Similarities and Dissimilarities Between AfCFTA and ECOWAS:
- Both are examples of customs union.
- Common External Tariff (CET) is only applicable in ECOWAS.
- Both harmonize customs practices.
- Both promote the use of non-tariff barrier reporting mechanisms.
- Both promote related institutional structures that are part of the ECOWAS free trade zone.
- Both are relevant in the areas of trade and customs integration.
Opportunities and Challenges from Implementation of AfCFTA Agreement
Opportunities:
- Trade Creation: More opportunities for member countries to trade by removing barriers to trade and investment.
- Employment Opportunities: Expansion of job opportunities through removal of restrictions on labor movement.
- Consensus and Cooperation: Easier agreements between nations due to regional understanding and similarities.
- Impetus for Private Sector Planning and Investment: Reduces uncertainties, improves credibility, and facilitates private sector planning and investment.
- Non-Economic Benefits: Improved peace and security within the region.
Challenges:
- Trade Diversion: Increased trade with less efficient or more expensive member producers.
- Investment Diversion: Foreign investors from non-member countries may avoid member states due to higher tariffs and regulations.
- Employment Shifts and Reduction: Relocation of production to cheaper labor markets, causing job migration and wage disparity.
- Loss of National Sovereignty: Nations may relinquish political and economic rights.
- Barrier for Non-Members: Non-members face trade barriers within the free trade area.

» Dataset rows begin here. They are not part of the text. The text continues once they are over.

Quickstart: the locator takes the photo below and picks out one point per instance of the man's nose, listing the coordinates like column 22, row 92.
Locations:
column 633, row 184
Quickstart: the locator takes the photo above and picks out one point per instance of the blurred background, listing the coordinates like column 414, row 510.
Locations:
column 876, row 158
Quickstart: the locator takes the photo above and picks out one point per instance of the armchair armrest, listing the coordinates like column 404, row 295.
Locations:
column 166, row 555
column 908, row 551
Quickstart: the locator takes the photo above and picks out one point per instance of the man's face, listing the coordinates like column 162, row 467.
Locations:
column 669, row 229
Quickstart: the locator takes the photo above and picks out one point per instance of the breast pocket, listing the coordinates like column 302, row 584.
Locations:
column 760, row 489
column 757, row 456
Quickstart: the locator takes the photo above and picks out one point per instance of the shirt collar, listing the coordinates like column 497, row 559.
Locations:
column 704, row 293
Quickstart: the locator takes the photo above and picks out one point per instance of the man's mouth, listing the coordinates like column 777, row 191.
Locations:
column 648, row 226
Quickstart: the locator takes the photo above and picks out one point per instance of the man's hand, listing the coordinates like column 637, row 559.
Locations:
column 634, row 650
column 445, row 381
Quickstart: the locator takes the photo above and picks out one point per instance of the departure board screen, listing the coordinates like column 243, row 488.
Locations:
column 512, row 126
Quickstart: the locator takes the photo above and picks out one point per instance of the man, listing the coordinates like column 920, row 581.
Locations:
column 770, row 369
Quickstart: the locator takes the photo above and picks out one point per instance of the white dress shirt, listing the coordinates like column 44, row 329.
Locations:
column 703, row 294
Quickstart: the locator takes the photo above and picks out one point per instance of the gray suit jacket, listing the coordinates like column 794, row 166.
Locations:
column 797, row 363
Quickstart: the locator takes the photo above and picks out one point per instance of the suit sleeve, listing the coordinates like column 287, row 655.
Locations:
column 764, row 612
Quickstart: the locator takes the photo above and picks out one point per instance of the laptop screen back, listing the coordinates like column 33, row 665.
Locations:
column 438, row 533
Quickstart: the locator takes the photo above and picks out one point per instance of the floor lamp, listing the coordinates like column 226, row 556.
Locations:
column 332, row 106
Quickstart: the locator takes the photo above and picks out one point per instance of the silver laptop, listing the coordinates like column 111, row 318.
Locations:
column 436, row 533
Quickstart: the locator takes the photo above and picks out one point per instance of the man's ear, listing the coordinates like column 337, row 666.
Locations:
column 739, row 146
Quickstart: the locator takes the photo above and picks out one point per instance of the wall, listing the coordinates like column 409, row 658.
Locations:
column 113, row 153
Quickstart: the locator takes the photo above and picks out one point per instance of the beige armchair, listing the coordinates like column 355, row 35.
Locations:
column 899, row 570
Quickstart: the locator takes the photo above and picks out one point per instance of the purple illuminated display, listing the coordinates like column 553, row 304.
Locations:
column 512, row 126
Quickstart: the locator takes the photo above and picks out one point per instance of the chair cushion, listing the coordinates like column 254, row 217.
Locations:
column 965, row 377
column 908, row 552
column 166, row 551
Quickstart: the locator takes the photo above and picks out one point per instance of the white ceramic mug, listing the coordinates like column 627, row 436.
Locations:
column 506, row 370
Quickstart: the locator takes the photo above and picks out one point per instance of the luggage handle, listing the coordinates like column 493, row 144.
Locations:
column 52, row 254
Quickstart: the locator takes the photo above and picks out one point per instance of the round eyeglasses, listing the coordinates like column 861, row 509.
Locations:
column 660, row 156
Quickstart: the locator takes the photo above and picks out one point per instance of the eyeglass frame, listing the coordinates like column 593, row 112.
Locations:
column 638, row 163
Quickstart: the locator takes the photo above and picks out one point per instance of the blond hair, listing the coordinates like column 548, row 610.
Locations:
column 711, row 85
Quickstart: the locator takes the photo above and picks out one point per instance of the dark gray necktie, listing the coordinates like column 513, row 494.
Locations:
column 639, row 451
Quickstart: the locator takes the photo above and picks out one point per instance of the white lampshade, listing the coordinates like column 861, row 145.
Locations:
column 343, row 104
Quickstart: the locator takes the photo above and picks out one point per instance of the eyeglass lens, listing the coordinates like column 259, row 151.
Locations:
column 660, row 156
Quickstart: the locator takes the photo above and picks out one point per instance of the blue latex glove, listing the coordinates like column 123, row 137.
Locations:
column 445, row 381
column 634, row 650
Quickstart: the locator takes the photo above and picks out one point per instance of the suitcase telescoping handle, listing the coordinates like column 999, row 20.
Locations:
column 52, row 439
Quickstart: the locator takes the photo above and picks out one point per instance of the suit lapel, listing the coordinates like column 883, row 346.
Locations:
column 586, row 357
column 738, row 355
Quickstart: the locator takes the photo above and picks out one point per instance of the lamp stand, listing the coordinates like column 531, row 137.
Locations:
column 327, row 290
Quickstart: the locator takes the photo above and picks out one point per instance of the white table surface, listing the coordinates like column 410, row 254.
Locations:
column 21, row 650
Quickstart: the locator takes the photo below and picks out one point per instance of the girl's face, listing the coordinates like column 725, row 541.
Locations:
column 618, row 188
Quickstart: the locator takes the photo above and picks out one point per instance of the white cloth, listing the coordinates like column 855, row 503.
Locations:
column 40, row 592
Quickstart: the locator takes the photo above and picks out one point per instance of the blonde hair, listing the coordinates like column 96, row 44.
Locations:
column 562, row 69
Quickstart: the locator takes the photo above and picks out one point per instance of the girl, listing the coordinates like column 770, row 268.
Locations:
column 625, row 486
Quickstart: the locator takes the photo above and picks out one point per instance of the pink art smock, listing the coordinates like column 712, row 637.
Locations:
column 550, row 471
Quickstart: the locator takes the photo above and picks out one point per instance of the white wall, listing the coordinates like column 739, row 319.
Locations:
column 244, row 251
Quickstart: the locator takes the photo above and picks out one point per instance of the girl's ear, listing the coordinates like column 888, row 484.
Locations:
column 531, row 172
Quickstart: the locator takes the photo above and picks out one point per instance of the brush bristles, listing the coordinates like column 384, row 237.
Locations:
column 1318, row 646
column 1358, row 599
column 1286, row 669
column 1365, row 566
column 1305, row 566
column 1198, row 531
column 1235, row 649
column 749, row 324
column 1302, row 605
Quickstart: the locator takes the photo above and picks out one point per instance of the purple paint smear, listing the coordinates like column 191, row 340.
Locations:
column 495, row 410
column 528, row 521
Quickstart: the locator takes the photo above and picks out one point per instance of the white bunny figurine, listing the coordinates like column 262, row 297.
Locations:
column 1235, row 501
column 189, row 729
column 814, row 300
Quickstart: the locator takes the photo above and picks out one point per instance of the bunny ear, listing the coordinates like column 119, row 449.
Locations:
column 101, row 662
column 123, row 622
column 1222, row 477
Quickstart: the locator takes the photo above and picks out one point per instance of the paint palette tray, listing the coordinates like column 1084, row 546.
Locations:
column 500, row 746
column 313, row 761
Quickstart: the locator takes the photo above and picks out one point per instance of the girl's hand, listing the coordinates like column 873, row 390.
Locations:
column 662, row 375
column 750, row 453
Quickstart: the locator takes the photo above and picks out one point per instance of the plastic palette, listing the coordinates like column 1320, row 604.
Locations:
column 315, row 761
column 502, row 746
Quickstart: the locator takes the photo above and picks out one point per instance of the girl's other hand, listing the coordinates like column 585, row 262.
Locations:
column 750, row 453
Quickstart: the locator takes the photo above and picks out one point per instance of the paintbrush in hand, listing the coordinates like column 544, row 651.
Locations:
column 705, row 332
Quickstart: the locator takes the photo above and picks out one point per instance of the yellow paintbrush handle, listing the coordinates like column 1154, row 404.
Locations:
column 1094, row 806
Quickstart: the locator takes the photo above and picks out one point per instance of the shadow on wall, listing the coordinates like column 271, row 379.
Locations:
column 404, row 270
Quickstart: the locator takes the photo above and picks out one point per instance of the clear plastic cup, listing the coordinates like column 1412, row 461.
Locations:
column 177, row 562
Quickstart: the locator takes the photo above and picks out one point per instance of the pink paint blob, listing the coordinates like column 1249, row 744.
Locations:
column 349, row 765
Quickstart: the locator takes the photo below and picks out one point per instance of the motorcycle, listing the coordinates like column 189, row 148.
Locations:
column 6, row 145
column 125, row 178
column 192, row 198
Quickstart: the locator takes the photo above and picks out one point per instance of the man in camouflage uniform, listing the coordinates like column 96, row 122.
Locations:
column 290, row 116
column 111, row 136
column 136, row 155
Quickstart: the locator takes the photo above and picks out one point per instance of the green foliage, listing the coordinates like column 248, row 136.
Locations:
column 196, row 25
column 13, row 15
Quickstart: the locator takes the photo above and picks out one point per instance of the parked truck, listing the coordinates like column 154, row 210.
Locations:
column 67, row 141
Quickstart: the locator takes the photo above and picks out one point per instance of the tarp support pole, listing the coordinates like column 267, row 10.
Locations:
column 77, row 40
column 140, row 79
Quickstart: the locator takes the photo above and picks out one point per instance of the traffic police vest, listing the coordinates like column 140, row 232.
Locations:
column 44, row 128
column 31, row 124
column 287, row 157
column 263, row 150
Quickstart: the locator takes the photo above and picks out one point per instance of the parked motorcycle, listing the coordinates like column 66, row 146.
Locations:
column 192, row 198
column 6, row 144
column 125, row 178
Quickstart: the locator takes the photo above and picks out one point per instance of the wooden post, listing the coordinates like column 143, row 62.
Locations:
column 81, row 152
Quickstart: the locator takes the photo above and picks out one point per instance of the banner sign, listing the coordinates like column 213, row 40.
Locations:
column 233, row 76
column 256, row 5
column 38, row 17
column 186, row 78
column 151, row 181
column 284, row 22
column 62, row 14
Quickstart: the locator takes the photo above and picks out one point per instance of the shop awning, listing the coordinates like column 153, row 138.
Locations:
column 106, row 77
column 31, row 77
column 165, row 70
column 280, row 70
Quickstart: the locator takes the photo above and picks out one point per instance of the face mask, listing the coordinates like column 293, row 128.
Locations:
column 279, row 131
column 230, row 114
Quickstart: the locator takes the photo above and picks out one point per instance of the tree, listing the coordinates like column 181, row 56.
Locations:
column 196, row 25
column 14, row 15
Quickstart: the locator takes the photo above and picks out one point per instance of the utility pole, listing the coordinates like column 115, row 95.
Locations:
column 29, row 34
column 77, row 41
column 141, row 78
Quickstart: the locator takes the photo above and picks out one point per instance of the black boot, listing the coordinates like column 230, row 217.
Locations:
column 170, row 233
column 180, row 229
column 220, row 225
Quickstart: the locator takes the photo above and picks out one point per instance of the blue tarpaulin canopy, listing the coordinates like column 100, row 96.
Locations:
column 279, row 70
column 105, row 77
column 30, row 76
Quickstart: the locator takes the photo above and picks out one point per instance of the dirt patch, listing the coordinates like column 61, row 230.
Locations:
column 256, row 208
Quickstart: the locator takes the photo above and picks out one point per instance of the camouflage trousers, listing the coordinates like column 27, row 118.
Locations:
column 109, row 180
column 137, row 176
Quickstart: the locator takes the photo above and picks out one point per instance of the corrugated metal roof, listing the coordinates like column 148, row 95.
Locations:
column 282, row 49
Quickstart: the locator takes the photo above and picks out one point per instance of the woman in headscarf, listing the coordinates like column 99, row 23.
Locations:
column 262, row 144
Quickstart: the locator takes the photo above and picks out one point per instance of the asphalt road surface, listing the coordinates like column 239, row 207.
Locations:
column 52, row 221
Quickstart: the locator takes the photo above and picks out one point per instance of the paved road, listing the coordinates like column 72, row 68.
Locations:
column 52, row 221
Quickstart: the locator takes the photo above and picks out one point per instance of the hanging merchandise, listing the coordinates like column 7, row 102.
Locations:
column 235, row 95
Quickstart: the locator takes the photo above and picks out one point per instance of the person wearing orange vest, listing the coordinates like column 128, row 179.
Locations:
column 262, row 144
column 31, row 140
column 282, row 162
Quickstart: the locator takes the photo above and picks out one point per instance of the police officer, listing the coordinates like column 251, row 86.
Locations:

We hope the above provides insight into the agreement among member nations. Thank you for the opportunity to advise on this subject matter. Please do not hesitate to contact us for further clarification.
Yours faithfully,
Baba Tee
Principal Partner
(c) Country-by-Country Reports (CbCR):
i. Liability to Prepare and Submit CbCR:
- DIY Limited is not liable as it does not meet the definition of a Multinational Enterprise (MNE) group. Specifically:
- It does not operate across jurisdictions as a part of a consolidated group with revenues exceeding €750 million or ₦160 billion.
ii. Relevant Tax Authority:
- Federal Inland Revenue Service (FIRS) for Nigeria as the reporting entity.
- If a surrogate entity in Ghana were involved, the Ghana Revenue Authority would be applicable.